The Court of Appeal held that the family law court erroneously concluded that it lacked jurisdiction to renew Appellant’s restraining order. Family Code section 6345 provides: “In the discretion of the court, the personal conduct, stay-away, and residence exclusion orders contained in a court order issued after notice and a hearing under this article may have a duration of not more than five years, subject to termination or modification by further order of the court either on written stipulation filed with the court or on the motion of a party. These orders may be renewed, upon the request of a party, either for five years or permanently, without a showing of any further abuse since the issuance of the original order, subject to termination or modification by further order of the court either on written stipulation filed with the court or on the motion of a party. The request for renewal may be brought at any time within the three months before the expiration of the orders.”
The Court of Appeal noted that section 6345 applied not only to restraining orders issued by the family law court, but also to restraining orders issued by the juvenile court. When a Welfare and Institutions Code section 300 petition is filed in juvenile court, the juvenile court has jurisdiction to issue restraining orders until the petition is dismissed or the dependency is terminated. The jurisdiction of the juvenile court is not affected by the jurisdiction of the family law court. However, once the juvenile court terminates jurisdiction, the family law court assumes jurisdiction over restraining orders issued in juvenile court. Even when the juvenile court has jurisdiction, the Family Code applies to protective orders issued by the juvenile court. Both courts apply the same definitions of abuse when issuing restraining orders.
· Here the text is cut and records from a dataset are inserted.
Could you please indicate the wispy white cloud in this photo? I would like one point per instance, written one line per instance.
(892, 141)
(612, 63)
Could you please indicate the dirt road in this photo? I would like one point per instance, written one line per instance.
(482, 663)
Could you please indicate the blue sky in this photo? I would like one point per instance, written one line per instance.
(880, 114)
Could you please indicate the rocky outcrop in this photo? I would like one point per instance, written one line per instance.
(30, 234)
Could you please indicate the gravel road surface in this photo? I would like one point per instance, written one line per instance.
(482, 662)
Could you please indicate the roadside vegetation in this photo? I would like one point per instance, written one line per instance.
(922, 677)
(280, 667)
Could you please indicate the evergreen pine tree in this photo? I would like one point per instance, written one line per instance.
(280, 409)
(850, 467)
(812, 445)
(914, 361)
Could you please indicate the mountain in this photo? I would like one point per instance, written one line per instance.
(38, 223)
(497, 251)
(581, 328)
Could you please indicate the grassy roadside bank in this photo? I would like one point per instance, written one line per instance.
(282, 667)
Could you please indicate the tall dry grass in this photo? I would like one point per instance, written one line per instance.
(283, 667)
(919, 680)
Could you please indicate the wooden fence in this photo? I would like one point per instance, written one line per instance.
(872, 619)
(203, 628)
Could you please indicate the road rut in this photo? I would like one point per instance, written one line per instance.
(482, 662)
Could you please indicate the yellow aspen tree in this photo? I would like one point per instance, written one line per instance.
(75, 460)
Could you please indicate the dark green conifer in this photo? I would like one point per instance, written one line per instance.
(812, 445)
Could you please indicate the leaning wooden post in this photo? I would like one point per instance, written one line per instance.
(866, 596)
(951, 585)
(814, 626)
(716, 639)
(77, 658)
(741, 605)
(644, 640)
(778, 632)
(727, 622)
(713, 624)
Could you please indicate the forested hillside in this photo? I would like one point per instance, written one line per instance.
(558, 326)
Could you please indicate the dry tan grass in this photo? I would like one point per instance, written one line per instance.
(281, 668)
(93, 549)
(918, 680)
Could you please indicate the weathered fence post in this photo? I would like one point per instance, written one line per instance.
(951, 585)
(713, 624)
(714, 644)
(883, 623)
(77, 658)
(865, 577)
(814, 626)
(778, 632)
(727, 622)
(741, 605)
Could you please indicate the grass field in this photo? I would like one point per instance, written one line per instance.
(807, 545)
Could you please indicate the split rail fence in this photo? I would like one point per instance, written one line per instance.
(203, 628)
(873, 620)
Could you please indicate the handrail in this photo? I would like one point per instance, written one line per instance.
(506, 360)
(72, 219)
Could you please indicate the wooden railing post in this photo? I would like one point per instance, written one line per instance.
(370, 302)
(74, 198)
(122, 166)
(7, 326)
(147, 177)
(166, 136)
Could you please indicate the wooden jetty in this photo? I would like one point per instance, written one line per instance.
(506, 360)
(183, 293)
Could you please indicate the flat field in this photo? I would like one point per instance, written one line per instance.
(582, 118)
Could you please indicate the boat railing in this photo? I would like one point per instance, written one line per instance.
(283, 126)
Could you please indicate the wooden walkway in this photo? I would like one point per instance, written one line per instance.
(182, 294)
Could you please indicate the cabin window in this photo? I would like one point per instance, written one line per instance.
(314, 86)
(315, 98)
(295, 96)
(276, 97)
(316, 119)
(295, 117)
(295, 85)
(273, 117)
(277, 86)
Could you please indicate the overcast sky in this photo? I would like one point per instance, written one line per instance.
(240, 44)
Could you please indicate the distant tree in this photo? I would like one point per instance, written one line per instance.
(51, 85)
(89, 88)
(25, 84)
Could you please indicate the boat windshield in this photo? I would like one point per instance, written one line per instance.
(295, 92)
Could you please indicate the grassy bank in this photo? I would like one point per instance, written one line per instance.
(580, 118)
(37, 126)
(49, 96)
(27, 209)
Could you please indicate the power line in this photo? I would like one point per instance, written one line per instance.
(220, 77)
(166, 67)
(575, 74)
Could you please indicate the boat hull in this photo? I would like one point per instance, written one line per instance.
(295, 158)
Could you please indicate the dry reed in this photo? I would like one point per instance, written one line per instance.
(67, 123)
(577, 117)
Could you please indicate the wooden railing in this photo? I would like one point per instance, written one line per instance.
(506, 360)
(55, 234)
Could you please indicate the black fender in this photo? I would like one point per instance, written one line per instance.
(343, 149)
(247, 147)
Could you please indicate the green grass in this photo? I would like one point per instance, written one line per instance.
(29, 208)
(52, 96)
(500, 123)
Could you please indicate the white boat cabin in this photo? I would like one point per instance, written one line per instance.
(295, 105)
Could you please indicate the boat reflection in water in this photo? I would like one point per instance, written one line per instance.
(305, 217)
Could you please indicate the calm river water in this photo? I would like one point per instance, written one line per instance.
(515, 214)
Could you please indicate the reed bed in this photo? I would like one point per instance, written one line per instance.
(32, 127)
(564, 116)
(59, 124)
Based on the foregoing, the Court of Appeal reasoned that, by its plain language, Family Code section 6345 is not limited to restraining orders originating in family law court. Section 6345 requires that the order sought to be renewed was issued “after notice and a hearing under this article.” Here, the juvenile court’s order was an “order after hearing.” Thus, the conduct restrained was identical to conduct described in the Family Code warranting protection. The Court of Appeal agreed with Appellant’s divorce lawyer and ordered that the restraining order issued by the juvenile court was subject to renewal by the family law court. Accordingly, the Court of Appeal held that the family law court erred in concluding that it lacked jurisdiction to renew the restraining order issued by the juvenile court.